Like thick spreading paint, the rock revolution covers the earth. Abroad as here, the results are extremely uneven. England, for instance, appears as glutted as we—it's as impossible to keep up with all their groups as with our own Yes is one of the latest, and the Pretty Things, dating from early-Stones era, among the most venerable, but both provide a rather depressing lesson in what it means to be drow...ned in the torrents of an industry gone berserk.
The Pretty Things' first album was one of the most fun of 1965—primitive tornthroat blues utilizing the same "Can I Get a Witness" beat in every song. One looked forward to this one because they are a thrillingly ragged blues band with none of the usual snobbery. What a surprise, then, to find an ultra-pretentious concept album, complete with strained "story" (A Man's Life from rural birth to Prodigal's Oliver Twist freakout), like some grossly puerile cross between the Bee Gees, Tommy, and the Moody Blues, who should be shot for what they've done to English rock lyrics: "On a dark and windswept street/The faces I see of the people I meet/With their eyes they build a shrine/That takes me back to the forest of my mind."
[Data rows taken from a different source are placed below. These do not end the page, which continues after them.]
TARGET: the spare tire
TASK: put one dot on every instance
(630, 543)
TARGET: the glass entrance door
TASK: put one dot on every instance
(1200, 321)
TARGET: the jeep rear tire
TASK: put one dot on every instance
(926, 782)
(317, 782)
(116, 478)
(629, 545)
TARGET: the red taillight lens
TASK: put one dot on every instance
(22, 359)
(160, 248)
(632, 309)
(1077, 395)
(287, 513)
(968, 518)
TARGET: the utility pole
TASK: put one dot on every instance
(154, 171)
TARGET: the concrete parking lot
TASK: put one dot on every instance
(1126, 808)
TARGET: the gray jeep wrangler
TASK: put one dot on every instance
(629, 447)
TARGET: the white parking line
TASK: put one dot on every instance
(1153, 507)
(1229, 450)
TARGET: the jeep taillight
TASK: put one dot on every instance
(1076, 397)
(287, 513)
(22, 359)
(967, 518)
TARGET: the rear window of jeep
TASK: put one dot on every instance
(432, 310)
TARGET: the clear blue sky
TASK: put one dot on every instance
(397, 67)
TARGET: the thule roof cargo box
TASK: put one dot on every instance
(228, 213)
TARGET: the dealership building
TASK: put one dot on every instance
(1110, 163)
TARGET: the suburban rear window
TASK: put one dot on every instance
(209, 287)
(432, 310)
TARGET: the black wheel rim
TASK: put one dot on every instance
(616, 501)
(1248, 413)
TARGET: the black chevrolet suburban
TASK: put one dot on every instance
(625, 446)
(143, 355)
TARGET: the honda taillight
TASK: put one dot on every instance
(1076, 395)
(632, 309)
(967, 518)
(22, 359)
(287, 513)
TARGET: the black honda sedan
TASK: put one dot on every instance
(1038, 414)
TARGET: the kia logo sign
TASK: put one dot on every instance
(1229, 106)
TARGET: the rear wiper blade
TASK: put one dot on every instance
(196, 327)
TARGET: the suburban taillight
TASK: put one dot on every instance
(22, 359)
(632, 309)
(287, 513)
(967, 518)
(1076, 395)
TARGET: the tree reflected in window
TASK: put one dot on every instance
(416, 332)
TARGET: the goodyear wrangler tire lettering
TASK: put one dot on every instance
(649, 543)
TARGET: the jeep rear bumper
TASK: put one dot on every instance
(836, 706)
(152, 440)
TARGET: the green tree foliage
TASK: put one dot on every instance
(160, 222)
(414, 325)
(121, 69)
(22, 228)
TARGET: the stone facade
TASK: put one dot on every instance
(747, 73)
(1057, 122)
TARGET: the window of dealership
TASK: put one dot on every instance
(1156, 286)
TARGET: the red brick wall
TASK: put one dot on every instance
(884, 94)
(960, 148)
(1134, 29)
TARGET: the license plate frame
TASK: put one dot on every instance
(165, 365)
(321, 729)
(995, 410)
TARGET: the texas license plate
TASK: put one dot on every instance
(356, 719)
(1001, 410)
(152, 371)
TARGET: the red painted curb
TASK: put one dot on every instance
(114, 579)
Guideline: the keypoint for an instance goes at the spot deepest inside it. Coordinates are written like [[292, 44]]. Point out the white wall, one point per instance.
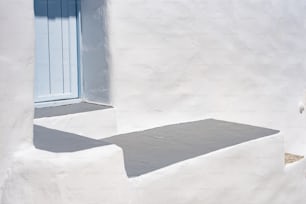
[[180, 60], [94, 60], [16, 78]]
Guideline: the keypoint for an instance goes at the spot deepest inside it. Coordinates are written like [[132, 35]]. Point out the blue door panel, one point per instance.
[[56, 74]]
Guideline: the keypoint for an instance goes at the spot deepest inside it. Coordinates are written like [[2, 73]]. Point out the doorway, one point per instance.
[[56, 53]]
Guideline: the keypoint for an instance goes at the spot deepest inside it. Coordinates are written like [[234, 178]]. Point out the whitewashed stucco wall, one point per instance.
[[180, 60], [16, 78]]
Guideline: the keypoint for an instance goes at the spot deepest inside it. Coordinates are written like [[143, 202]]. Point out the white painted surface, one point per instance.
[[96, 124], [16, 78], [181, 60], [252, 173], [172, 61], [94, 52], [87, 177]]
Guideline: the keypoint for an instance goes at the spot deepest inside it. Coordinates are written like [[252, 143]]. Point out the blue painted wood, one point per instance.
[[56, 74]]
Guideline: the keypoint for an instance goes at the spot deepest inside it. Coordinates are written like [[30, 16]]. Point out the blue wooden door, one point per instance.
[[56, 70]]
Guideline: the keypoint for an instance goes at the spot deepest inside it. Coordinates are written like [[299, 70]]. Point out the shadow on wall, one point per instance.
[[93, 44], [156, 148]]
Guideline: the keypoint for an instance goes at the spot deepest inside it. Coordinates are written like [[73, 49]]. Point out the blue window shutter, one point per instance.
[[56, 74]]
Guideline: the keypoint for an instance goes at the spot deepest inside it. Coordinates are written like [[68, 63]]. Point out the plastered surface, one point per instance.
[[181, 60], [16, 78], [171, 61]]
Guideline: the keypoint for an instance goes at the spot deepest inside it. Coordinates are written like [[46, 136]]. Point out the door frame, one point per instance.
[[58, 102]]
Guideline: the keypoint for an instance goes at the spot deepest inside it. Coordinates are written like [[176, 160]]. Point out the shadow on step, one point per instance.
[[156, 148], [59, 141]]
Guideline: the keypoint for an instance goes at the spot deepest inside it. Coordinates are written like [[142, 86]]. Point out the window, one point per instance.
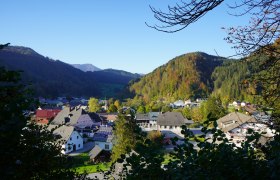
[[106, 146]]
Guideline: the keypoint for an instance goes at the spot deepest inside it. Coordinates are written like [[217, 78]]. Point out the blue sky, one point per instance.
[[109, 33]]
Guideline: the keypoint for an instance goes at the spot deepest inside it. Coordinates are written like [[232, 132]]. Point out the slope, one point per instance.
[[56, 78], [186, 76]]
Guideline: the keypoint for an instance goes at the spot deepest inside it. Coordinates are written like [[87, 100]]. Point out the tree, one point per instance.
[[254, 39], [28, 151], [117, 103], [124, 136], [93, 105], [214, 107], [141, 109], [112, 108], [197, 115], [186, 112]]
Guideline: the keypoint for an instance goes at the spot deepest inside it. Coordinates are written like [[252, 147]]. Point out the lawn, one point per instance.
[[81, 164]]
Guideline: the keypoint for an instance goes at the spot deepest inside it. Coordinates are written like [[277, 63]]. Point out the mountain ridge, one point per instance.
[[185, 76], [57, 78]]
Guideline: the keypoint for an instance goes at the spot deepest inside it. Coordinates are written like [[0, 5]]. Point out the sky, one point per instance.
[[109, 33]]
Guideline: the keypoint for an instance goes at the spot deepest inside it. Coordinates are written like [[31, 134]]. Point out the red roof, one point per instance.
[[47, 113]]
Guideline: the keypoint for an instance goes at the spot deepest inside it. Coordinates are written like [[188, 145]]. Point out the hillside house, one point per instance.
[[147, 121], [71, 139], [97, 155], [104, 137], [44, 116], [170, 123], [235, 125]]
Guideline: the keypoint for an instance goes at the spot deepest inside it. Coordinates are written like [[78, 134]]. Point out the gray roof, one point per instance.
[[233, 120], [84, 121], [69, 116], [153, 115], [63, 131], [171, 119], [142, 117], [94, 152], [188, 121], [104, 134]]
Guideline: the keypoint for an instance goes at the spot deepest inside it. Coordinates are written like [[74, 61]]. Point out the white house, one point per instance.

Yes fare much better—a fine, developing group. Their sound seems to be a mix of several of the most currently popular approaches, notably Crosby, Stills and Nash (vocally) and Vanilla Fudge (instrumentally). Unlike the Fudge, they have a sense of style, taste and subtlety, and the record is a pleasurable one, if a bit familiar-sounding. Their version of the Byrds' "I See You" is especially nice, although none of their own compositions are very memorable. This is the kind of album that sometimes insinuates itself into your routine with a totally unexpected thrust of musical power.
Because all of it is excellently done: brisk fuzz leads, whirring bass, a bit of the Beatles vocally, a touch of Wes Montgomery in the guitar solos—a definitive album, in fact, in the prevalent style of "hip" groups over the past two years. The only trouble is that there are hosts of American bands (and presumably British as well) who are into the same bag with equal facility and taste. The excitement of true innovation is missing—which may not be a valid criticism, since most rock is folk music anyway, but that's what makes albums like this one so much less arresting than many others.